I have a running debate in my brain: rent or own? Libraries have been in the ownership business for a long time. You might say we are almost obsessed with containers. In the past, information was only available in containers: a particular copy of a book, a print subscription to a journal. Those physical items sat on our library shelves. In fact, their very physicalness gave libraries a lot of rights that made library collections possible and practical (see the right of first sale doctrine). As we move into an electronic environment, a whole new set of principles and laws apply. I don’t think libraries and publishers have quite worked out their relationship in a totally digital world. It is a time of chaos. Libraries would still like to hold some of those rights that inhere in physical objects. Publishers, however, think different terms should apply. Mostly, publishers have had their way. Digital library collections are largely driven by license agreements that dictate different terms than the ownership model, or the level of ownership is limited or restricted (try interlibrary loaning an item from your digital collections).

But the radical thought I’m having is whether we should give up the notion of ownership altogether. What if libraries and collections staff focused their energies on use? What if our entire raison d’etre was simply to media and enable use? Give up the entire ownership model? This seems especially relevant in a digital library collection. Does it really matter if we own something that isn’t really “anywhere” anyway? This might make some of the recent ebook debates seem irrelevant. No HarperCollins limit on the number of uses your ebook can have before you have to buy it again. You pay for each use individually. This is scary for both libraries and publishers. It can make it difficult to budget for usage. For the library there are no discrete costs; they are behavior driven. For the publisher, they might discover that large swathes of their catalog do not generate any library sales at all. (See Go To Hellman on the Pareto Principle–in fact all of Eric’s recent posts.)

What one hopes is that the as-yet undetermined pricing model is fair to both libraries and publishers. For the libraries, one would hope that the unit or usage cost would be low enough to enable use of a greater number of unique titles at a total cost that was not greater than what we are already spending. Obviously, that is a hard thing to work out. Publisher: “How much money you got?” Library: “$100,000.” Publisher: “Send it to us.”

What kind of math can we use to determine fair usage cost? I think the library world needs to spent some energy thinking about this. Otherwise, the models will be entirely driven by the publishing world. ALA now has a Presidential Task Force on Equitable Access to Electronic Content, but the thinking needs to spread out beyond the task force. It is something all collections and acquisitions librarians should be thinking about and talking about. Collectively, we will come up with more and better ideas.
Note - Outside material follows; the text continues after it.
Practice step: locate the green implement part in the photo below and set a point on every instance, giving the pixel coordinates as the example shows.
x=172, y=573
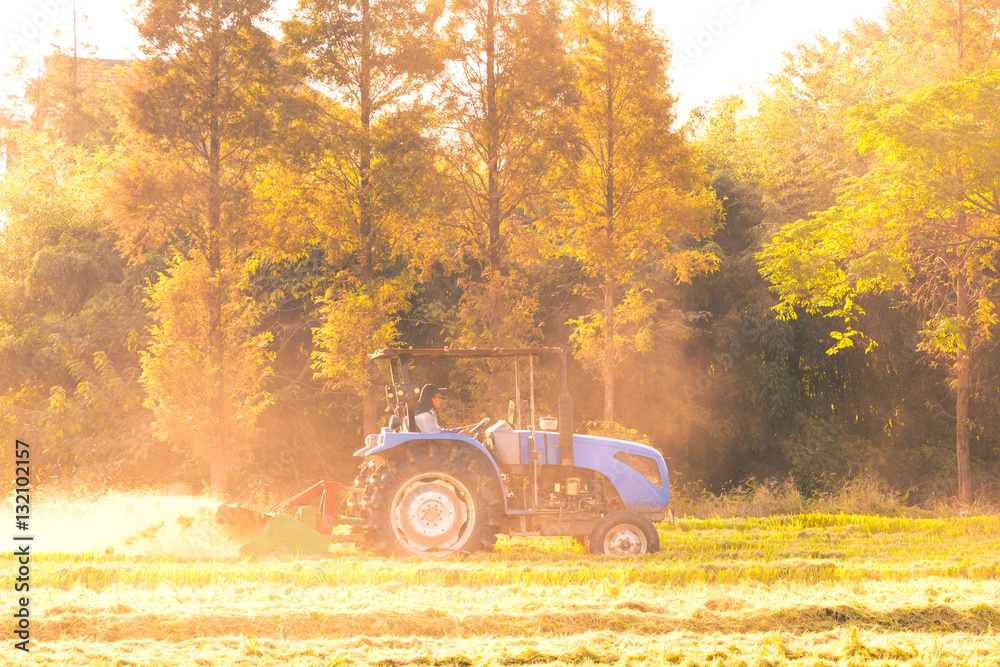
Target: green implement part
x=284, y=533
5 Comments on “Rent or Own?”

  1. Steven Harris says:

    Eric Hellman has another great post this week that makes arguments FOR containers but maybe AGAINST ownership. Interesting.

  2. Dennis Moser says:

    No, no, no, no, A THOUSAND TIMES NO!

    We are NOT in the business of “ownership”; we ARE in the business of custodial stewardship and curation for humanity. STOP thinking about OWNING the collections and get back to thinking about CARING for the collections.

    I think this is a major fallacy that has sprung up out of the library schools that have stopped teaching courses in preservation (and, tangentially, archives).
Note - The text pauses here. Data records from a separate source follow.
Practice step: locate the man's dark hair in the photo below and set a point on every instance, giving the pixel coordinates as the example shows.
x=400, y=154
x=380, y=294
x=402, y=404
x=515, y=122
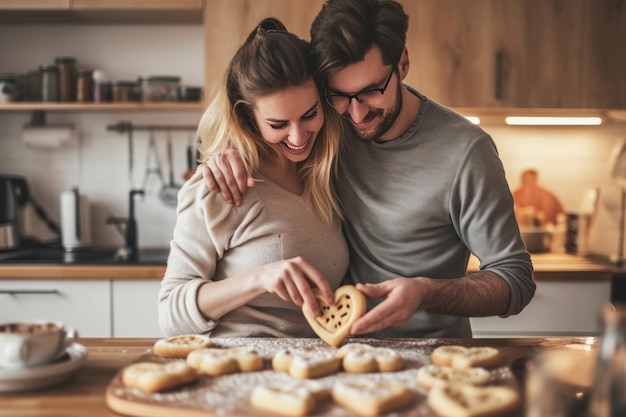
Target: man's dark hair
x=345, y=30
    LIbrarianship is a tripartite endeavor of providing organization, access, and preservation…we seem to be forgetting that way too often of late.

  3. Steven Harris says:

    That’s a “no” from Dennis. 🙂 Actually, the preservation question is very relevant in an electronic environment, especially if we aren’t the owner. Who has the authority and the professional commitment to make sure content is preserved?

  4. aline soules says:

    Ownership? I thought we’d given up on that long ago, whether you agree with the idea or not. Preservation isn’t likely to be our lot either–not in the long run. Google may run into glitches, but they have the resources and we don’t, so, ultimately, we’ll have a few little things here and there and Google (or one of its competitors) will have the rest. So where does that leave us? In the education business, I think–information literacy.
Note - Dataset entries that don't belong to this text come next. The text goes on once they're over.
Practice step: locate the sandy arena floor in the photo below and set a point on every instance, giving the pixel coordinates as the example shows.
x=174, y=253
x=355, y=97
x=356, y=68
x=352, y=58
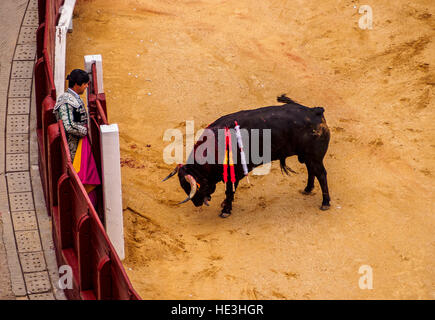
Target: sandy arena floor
x=168, y=61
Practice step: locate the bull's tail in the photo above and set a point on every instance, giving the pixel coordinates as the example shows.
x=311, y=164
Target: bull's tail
x=284, y=99
x=318, y=111
x=284, y=168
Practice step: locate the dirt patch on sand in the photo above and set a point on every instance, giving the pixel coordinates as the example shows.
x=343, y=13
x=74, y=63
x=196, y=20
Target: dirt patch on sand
x=169, y=61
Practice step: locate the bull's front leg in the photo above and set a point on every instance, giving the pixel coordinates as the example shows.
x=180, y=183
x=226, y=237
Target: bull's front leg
x=227, y=204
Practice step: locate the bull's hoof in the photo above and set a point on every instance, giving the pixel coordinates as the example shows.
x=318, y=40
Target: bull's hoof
x=224, y=215
x=325, y=207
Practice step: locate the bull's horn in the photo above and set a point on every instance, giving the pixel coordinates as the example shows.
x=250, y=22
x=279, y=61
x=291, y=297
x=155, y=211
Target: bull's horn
x=192, y=183
x=172, y=173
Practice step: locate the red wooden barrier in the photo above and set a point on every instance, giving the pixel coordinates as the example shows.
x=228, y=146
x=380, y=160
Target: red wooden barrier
x=78, y=232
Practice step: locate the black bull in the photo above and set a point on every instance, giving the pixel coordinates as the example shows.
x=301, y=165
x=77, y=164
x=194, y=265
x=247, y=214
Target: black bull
x=295, y=130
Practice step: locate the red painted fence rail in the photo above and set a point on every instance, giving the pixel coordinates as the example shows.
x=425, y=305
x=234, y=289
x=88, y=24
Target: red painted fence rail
x=78, y=229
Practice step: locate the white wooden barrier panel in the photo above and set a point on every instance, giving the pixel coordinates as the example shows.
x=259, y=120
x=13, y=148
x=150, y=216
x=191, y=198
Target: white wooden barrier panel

  5. Patricia Pettijohn says:

    It is interesting for those of us who are facing devastating budget cuts, and looking at the loss of major electronic resources, with no print to fall back on. Stewardship is about sustainability, and not just about preservation–it should be interesting to see what will happen when libraries lose access to licensed resources that they don’t own and that do not provide perpetual access or do so in a format that is difficult to manage. It is ironic that, just as the digital revolution is pretty much considered a done deal, libraries are facing economic challenges to owning OR renting.